Well, given the video tutorials they are not cheap to produce, is there a way to make them more attractive and therefore less of a money sink? Dominik Mate Kovacs, its co-founder and CEO Colossianbelieves there is — and it involves genetic artificial intelligence.
Colossyan taps into artificial intelligence to create on-the-job training videos, mixing, retouching and editing footage of one of several virtual avatars in changing backdrops. Users can input a script to have it “read” aloud by Colossyan’s text-to-speech (TTS) engine, which also translates the script into more than 70 languages.
Image Credits: Colossian
“To create a video with Colossyan’s AI video platform, all you have to do is enter a script and choose from a wide range of avatars,” Kovacs told TechCrunch in an email interview. “Any company can effectively create a video for almost anything, without the need for conventional filming resources.”
Kovacs founded Colossyan in 2020 after exiting Defudger, a deepfake detection platform he helped co-launch. An engineer and data scientist by training, Kovacs says he was inspired to start Colossyan by nascent corporate interest in GenAI.
“Businesses are leveraging AI in areas such as IT automation, customer service and digital work – highlighting the broad applicability and potential impact of AI technologies in streamlining operations and improving service delivery,” said Kovacs. “Barriers to AI adoption, such as limited AI skills and data complexity, are significant but insurmountable challenges that many organizations are actively working to overcome.”
For good measure, I gave Colossyan’s platform, which offers a free trial, a chance to see if I could make an instructional video that would successfully get my ADHD brain’s attention—admittedly a high bar. The avatars were a bit too stiff and cartoonish for my taste, and the TTS engine too robotic, at least compared to some of the more sophisticated GenAI tools out there (eg ElevenLabs). But I’ve definitely seen worse corporate videos.
Colossyan also doesn’t generate video as quickly as I’d expect — a 38-second clip takes ~11 minutes. Admittedly, this is much faster than creating workouts from scratch. But honestly, faced with the prospect of creating more than a handful of videos for any purpose, I’d be tempted to go the PowerPoint or Canva route.
I’m not Colossyan’s target market, of course.
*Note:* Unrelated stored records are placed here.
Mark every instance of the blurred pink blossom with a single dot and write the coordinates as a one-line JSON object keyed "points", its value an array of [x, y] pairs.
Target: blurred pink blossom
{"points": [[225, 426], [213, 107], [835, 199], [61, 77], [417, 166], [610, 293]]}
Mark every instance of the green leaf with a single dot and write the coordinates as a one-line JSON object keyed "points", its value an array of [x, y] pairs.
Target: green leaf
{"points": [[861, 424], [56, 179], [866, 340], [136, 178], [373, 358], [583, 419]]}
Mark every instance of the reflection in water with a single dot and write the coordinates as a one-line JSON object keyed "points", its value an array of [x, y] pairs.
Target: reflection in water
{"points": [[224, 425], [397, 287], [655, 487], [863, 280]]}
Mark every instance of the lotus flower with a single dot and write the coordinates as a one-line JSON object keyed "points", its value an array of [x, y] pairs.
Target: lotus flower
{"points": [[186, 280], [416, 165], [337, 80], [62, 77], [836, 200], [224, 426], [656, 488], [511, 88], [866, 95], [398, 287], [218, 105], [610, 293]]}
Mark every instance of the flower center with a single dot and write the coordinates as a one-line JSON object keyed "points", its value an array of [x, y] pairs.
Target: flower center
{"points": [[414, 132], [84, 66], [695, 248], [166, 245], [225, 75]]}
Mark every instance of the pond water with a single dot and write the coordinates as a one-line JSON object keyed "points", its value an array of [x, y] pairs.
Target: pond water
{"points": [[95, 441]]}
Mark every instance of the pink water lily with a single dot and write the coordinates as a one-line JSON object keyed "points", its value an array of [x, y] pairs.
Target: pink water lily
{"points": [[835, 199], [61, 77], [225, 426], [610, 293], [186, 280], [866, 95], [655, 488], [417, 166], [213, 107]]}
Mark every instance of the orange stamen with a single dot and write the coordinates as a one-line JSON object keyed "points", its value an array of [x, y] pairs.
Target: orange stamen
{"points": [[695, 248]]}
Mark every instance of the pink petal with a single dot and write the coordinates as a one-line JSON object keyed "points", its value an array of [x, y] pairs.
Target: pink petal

And it seems many household brands are willing to pay for a subscription to Colossyan as it exists today, including Novartis, Porsche, Vodafone, HPE and Paramount, Kovacs claims.
Kovacs attributes the customer attraction to features such as integrations with learning management systems and a “chat function” that allows two avatars to dialogue with each other. He doesn’t deny there’s a fair bit of competition in the GenAI video space — see CommonGround, Synthesia and Surge plus solutions from tech giants like Microsoft — but he believes Colossyan’s focus on “interactivity and engagement,” as he puts it, will continue to set it apart. the platform.
Maybe he’s right. Colossyan announced today that it has raised $22 million in a funding round led by Lakestar with participation from Launchub, Day One Capital and Emerge Education. The proceeds will go toward tripling Colossyan’s headcount in its New York, London and Budapest offices, Kovacs says, and developing new capabilities like video branching and knowledge checks.
“For C-suite and IT leaders, our platform represents a scalable, cost-effective solution to training and development challenges,” he added.